Ad Execs Present New Tools for Cross-Platform Tracking
Robert Barocci, pres and CEO of the Advertising Research Foundation, put it bluntly: “What we don’t know about media use seems to outweigh what we do know. And that’s tragic.” At ANA, CIMM, 4A’s and ARF’s Cross-Platform Video Measurement Summit in NYC Wed, cable ad execs, buyers and agency folk concurred that to better understand the value of ads to consumers across platforms, a common language or measurement, i.e. “currency,” needs to be created, made scalable and embraced by all parties involved—buyers, sellers, media.
One new tool presented at the conference was TAXI (Trackable Asset Cross-Platform Identification), essentially a UPC code for media that tracks both content and advertising across platforms. Its goal is to identify entertainment and advertising assets across distribution platforms and establish standards for multi-channel asset tracking.

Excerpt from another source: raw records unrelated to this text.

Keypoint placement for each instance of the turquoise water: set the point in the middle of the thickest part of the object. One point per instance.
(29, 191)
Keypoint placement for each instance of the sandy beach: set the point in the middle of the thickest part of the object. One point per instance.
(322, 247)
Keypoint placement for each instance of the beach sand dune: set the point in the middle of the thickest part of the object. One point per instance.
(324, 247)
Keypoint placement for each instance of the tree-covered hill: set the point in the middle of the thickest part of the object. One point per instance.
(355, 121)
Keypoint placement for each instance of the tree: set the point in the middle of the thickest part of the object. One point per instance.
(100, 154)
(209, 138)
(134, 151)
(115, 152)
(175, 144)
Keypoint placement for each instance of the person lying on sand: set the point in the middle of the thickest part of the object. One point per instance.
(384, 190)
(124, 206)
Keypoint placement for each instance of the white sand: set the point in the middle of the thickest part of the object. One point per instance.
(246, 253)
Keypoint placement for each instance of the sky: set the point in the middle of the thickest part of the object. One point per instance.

According to David Kohl, advertising sector leader at Ernst & Young, current tracking methods have not kept up with the amount of content available. And a consequence of poor tracking is significant waste in ad spend, due to a lack of comparability of metrics across channels. Funded by ANA and the 4A’s, the initiative aims to uncover new transactional asset data, make it available faster and then quantify what it means for the industry. Currently in the design and develop proof-of-concept stages, TAXI will see an industry roll out in fall 2012.

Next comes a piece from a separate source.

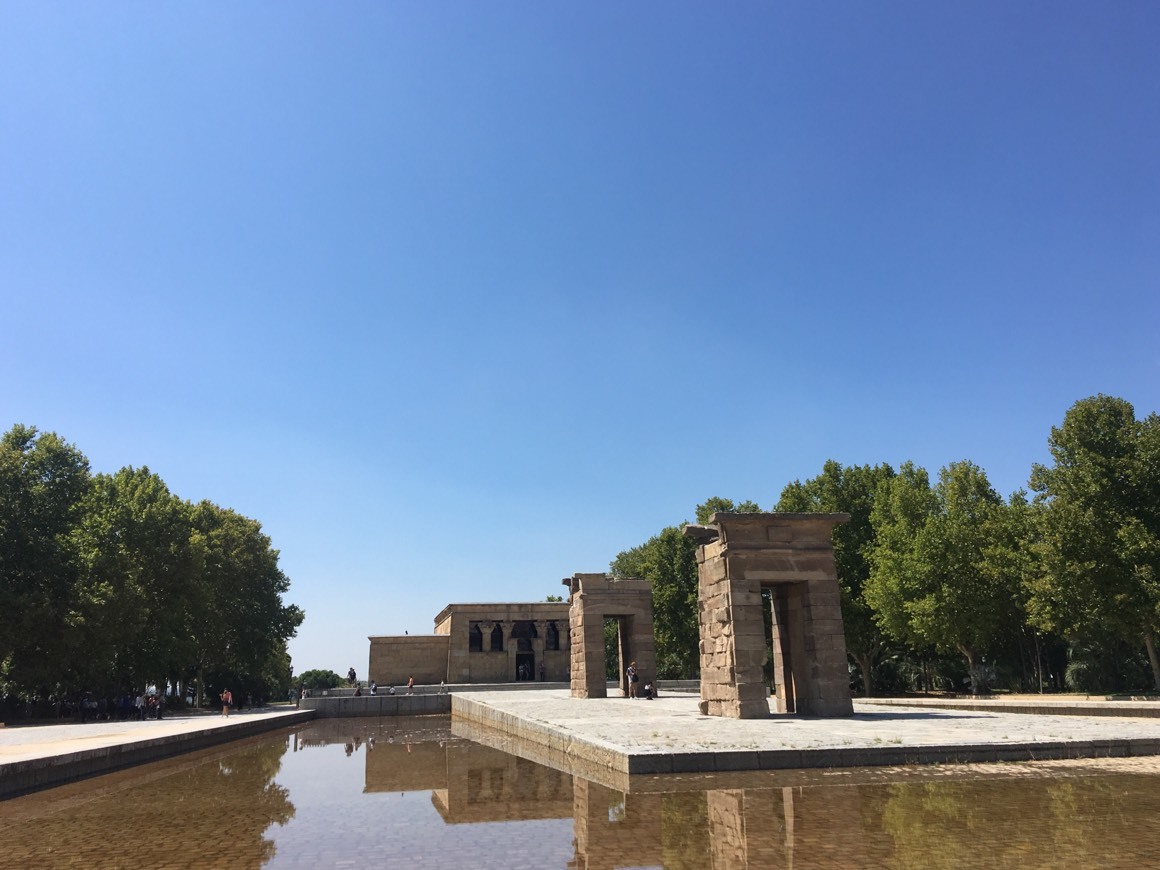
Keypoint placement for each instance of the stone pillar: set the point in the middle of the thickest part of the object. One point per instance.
(539, 646)
(593, 599)
(737, 556)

Tools such as TAXI are still considered “baby steps,” said Alan Wurtzel, president, research, NBC Universal, but they’re steps in the right direction. In an appeal for more advertisers to join the 2-year-old Coalition for Innovative Media Measurement, Wurtzel called on the industry to “crack this cross-platform code.” “We have to rethink the idea of video measurement,” he said. “It doesn’t make sense in a media world so fundamentally different from past.”